Vinicius Torres Freire

‘Lula, Danuza, o nacional e o popular’, copyright Folha de S. Paulo, 21/06/04

‘Se você tem filho pequeno, não escapa de festas juninas de escola, o cheiro enjoado de quentão, pais digitalizando às centenas a dança das crianças. Não é assunto sério? Salário mínimo? Nada. O tema nacional é a quadrilha de Lula da Silva e a esnobada de Danuza Leão.

No ano passado, vi um dos quase extintos paus-de-bandeira em Bananal, cidade-joinha do vale do Paraíba. O que é pau-de-bandeira? São aqueles mastros bicolores, como os de Volpi, em que se pregava a bandeira, uma tela com a imagem de um dos santos juninos: Antônio, João, Pedro. Ainda há paus-de-bandeira nas festas juninas do interior?

Festa junina em cidade grande, mesmo nordestina, virou a bebedeira com depravações leves de qualquer feriado, tipo de Carnaval. Ainda no ano passado, estive na casinhola de barro, hoje minimuseu, de mestre Vitalino, arredores de Caruaru (Vitalino, o figureiro que inventou as estatuetinhas de barro nordestinas).

Severino Vitalino contou que uma turba bêbada do axé da festa de São João de Caruaru quase demoliu a casinhola do pai dele.
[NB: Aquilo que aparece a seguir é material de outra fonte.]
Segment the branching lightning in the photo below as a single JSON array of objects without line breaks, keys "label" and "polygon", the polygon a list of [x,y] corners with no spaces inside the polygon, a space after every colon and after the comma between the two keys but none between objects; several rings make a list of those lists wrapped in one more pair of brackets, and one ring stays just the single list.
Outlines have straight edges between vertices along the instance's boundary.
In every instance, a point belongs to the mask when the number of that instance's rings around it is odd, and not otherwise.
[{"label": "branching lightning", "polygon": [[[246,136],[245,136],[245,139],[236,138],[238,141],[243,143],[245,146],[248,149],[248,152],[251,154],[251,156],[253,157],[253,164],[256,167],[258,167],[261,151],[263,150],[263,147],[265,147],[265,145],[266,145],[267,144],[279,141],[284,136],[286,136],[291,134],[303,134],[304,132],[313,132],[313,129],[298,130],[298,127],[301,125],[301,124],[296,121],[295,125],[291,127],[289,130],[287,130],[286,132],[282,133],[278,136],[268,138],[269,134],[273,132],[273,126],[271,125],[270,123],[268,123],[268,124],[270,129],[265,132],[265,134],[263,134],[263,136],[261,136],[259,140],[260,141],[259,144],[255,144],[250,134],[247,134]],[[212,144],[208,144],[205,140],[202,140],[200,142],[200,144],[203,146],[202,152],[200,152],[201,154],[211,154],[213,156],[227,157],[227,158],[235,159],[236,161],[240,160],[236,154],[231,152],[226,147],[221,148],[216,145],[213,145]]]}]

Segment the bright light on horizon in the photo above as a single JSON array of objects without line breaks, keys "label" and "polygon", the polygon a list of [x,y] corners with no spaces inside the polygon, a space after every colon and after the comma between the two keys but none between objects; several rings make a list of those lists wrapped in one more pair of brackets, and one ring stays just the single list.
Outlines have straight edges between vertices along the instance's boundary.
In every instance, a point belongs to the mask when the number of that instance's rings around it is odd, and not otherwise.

Mas, em escolas de classe média-alta mais ou menos intelectualizada de São Paulo, as crianças, algumas educadas soltas em quintais de galinhas, aprendem as festas populares, do Divino, o cancioneiro popular infantil, ‘cultura indígena’, como devemos tratar bem os pobres etc. Isso nas escolas mais ‘à esquerda’. Nas de ‘centro’, menos. Nas de classe média normal tem Halloween.

O povo está em outra: axé, rap, sertanejo acanalhado etc. Mas a classe média antes esquerdista como que substitui a política frustrada pela injeção de algum nacionalismo popular nas crianças. Mais tarde, as crianças da consciência culpada esquerdista e falida trabalharão em ONGs do Jardim Ângela. As mais ‘modernas’ farão o ritual de cada geração de classe média, de, por um período, cultuar um crioulo musical: Clementina há 40 anos, ontem Racionais, hoje Tati Quebra-Barraco, que canta ‘não gosto de peru pequeno’.

Um ritual vazio cultua o povo caipira morto, a esquerda morta gosta do nacional e popular, o povo se mundializa na música. Por que cismamos com o caipirismo?’